Now, he cries up his Viet Nam service - Kerry is the one who made Viet Nam a campaign issue. His ads and other campaign materials make frequent mention of it. The people he dishonored don't like it.

I can't blame them.

First, he EARNED those medals and ribbons.

Who did he dishonor?

A country that used CHEMICAL WEAPONS illegally and poisoned there own men with those chemicals and then refused to treat them in VA hospitals?

Generals like Westmoreland to whom the battle was to be won no matter the cost only to turn around and say, "ok we won have the hill back."?

Military industrial companies like Dow (makers of Agent Orange), Boeing, McDonnell Douglass, for whom they made millions and kept the war machine moving by using lobbyists and payoffs?

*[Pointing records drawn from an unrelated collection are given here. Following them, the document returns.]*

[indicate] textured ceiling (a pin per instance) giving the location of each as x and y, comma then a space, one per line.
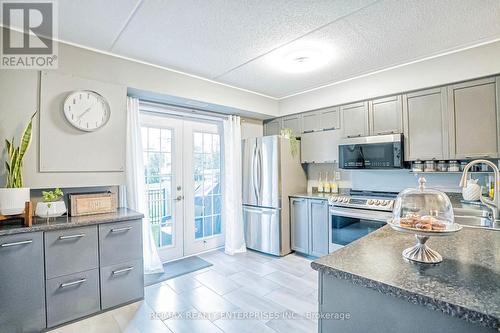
235, 42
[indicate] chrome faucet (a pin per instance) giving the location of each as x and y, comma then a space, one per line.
494, 204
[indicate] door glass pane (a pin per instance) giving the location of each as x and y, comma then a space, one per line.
207, 182
157, 146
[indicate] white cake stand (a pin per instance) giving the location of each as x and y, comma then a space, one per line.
421, 252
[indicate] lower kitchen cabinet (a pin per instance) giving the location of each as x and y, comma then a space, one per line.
299, 219
72, 296
54, 277
309, 223
22, 287
121, 283
318, 224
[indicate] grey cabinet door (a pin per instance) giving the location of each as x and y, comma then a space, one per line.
299, 218
311, 121
70, 250
355, 119
386, 115
330, 118
72, 296
294, 123
318, 214
121, 283
474, 119
22, 287
272, 127
425, 122
120, 242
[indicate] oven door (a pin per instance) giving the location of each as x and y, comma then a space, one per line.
350, 224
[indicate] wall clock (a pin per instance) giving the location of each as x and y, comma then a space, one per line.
86, 110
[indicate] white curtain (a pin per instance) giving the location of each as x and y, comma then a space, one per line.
232, 209
135, 188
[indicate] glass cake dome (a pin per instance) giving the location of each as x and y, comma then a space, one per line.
423, 209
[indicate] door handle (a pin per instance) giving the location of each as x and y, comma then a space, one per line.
72, 283
121, 271
121, 229
71, 236
16, 243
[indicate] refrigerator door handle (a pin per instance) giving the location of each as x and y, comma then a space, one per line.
254, 174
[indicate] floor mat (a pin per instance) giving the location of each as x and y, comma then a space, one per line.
176, 268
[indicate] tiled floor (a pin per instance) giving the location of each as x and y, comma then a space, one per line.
248, 292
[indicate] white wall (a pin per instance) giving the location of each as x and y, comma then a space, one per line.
464, 65
251, 128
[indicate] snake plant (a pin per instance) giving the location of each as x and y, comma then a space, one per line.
14, 163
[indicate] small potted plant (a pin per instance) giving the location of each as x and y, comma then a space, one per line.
14, 196
51, 205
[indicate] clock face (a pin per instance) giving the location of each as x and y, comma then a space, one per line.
86, 110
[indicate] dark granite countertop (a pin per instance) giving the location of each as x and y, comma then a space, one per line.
465, 285
122, 214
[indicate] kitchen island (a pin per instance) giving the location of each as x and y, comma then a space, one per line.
367, 286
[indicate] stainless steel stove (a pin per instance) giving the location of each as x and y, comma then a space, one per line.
379, 201
356, 215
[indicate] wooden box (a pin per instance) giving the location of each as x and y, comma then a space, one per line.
92, 203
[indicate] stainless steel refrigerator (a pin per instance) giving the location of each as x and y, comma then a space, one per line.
271, 173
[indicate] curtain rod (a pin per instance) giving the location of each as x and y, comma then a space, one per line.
181, 110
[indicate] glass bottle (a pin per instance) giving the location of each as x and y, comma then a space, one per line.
320, 184
326, 184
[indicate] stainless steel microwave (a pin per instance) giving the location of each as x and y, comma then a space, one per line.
372, 152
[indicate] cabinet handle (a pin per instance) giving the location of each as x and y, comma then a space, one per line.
72, 283
121, 229
478, 156
17, 243
71, 236
125, 270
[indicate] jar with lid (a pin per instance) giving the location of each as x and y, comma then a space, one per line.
430, 166
453, 166
417, 166
441, 166
423, 209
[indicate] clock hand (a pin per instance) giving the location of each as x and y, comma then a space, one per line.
83, 113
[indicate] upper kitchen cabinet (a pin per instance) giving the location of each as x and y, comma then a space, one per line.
325, 119
474, 119
294, 123
311, 122
425, 125
319, 120
272, 127
355, 119
386, 115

I know he dishonored a President who had people break into Watergate and ordered Governor James Rhodes to call out the National Guard on a University demonstration in Ohio.... It was called KENT STATE and people lost their lives for pecefully demonstrating against that noble government and its war.

Or did he dishonor the FBI and the secret lists they kept of people who demonstrated and labelled them as non-patriots?

Or did he dishonor the men who committed these attrocities yet believed that the military like the NYC police department had a code of silence and was to turn a blind eye from the evils we were doing?

Or did he HONOR the US by bringing forth (what MANY 'Nam vets) brought forth and that was the negligence of the leaders and he questioned the government and wanted this country to do better.

So stick to issues. Stick to healthcare and the millions who have found themselves living in poverty within the last 4 years.

I just saw an article yesterday or thge day before I was going to post but figured someone else would (noone did, so I'll do a search and find it and post it). The report stated that the average family the past 2 years made less each year YET CEOS made 15% more each year (the report came from the IRS by the way.). ADDRESS THOSE ISSUES.

Address why people must go into poverty because in this great nation our president cares more about the top 1% getting a tax cut than he does about a healthcare system that is affordable to ALL.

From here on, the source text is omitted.